Participants in ASCEND conduct community outreach events, such as connecting with local middle school students to create enthusiasm around a career in nursing. Interns have also recorded public service announcements, conducted letter writing campaigns, hosted on-site career exploration days and poster displays as creative initiatives to connect with students.

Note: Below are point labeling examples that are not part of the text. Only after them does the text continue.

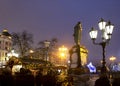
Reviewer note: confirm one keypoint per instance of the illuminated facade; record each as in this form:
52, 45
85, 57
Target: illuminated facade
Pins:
5, 44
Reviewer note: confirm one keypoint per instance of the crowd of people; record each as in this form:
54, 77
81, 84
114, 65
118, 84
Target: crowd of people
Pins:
26, 78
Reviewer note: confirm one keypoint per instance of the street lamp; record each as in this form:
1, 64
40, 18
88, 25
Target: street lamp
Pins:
47, 44
31, 53
63, 52
106, 30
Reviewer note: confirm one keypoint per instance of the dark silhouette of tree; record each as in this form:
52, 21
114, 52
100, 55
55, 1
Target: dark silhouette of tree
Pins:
23, 41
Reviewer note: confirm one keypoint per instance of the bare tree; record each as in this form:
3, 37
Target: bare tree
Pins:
23, 41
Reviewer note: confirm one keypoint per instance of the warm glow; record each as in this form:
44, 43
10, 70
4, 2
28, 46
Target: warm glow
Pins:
112, 58
102, 24
93, 33
31, 51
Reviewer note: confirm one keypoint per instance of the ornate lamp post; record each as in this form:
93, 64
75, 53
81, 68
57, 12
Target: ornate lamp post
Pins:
106, 30
47, 44
63, 51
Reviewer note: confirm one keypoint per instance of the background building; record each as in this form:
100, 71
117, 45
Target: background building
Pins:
5, 45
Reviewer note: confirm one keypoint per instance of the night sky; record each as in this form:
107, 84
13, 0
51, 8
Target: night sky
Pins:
47, 19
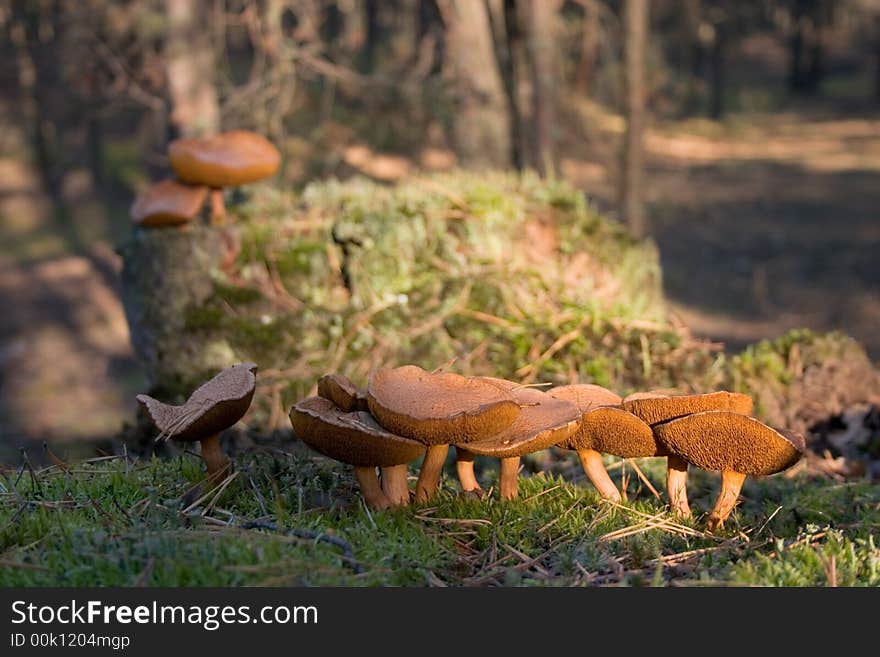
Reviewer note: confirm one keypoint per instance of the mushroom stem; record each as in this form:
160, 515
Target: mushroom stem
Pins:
731, 485
509, 478
214, 458
394, 485
464, 465
431, 471
370, 488
218, 207
676, 485
597, 474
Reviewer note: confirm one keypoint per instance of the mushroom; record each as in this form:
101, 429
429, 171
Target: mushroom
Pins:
168, 203
355, 438
339, 389
661, 408
605, 427
733, 443
212, 408
464, 460
543, 421
438, 409
654, 408
228, 159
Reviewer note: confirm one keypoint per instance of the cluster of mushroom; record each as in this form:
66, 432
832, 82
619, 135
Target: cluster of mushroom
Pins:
407, 413
205, 166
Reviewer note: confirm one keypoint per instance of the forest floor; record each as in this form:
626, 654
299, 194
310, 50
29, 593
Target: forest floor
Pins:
293, 518
764, 223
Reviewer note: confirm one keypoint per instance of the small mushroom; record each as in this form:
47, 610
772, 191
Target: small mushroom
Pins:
734, 444
437, 409
228, 159
168, 203
542, 422
655, 407
355, 438
341, 391
212, 408
605, 428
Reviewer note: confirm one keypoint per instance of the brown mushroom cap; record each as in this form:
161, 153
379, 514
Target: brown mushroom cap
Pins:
661, 409
225, 160
650, 394
586, 396
353, 438
612, 430
542, 422
168, 203
439, 409
724, 440
339, 389
213, 407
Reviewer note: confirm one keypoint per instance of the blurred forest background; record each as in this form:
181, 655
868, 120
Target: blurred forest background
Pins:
742, 137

The importance of diversity and the effect on the community is recognized across area businesses, which have provided grants to support the program and summer stipends for ASCEND interns. The grants have allowed the program to offer students tuition support during their senior year in return for a commitment to work at Akron Children's after graduation for 18 months. This external support assures the hospital's ability to sustain the work of ASCEND in diversifying the nursing workforce for years into the future.
Fueling a passion for pediatric nursing
Over the course of the program, ASCEND students who have chosen to remain employed at Akron Children's as nurse technicians upon completion of the program has steadily increased from 53% in 2014 to 83% in 2018. After graduation, the retention rate of ASCEND program graduates as registered nurses at the hospital ranges from 85% to 100% since inception of the program.
The greatest improvement on overall diversity of the nursing workforce has been demonstrated in the increase in males joining the pediatric nursing workforce at the hospital, increasing from less than 4% to 5.5%. The percentage of African American nurses has had a modest increase from 1.2% to 1.8% since the program's inception.
The effect of the program has been meaningful for the participants, fueling their passion for pediatric nursing. One participant commented, “Akron Children's opened its doors to us as students and gave us the opportunity to explore a setting that not many people get to experience prior to graduating from nursing school. Essentially, they paid us to learn and grow in our early nursing careers, be hands-on, and be a part of the decision-making team in the units.”
Christine Young, M.S.N., MBA, RN, NEA-BC, is chief of Hospital Based Services and chief nursing officer; Nancy Mosca, Ph.D., RN-BC, PHCNS-BC, PNP-BC, is director, Nursing Professional Practice; and Lisa Aurilio, M.S.N., MBA, RN, NEA-BC, is chief operating officer, all from Akron Children's Hospital.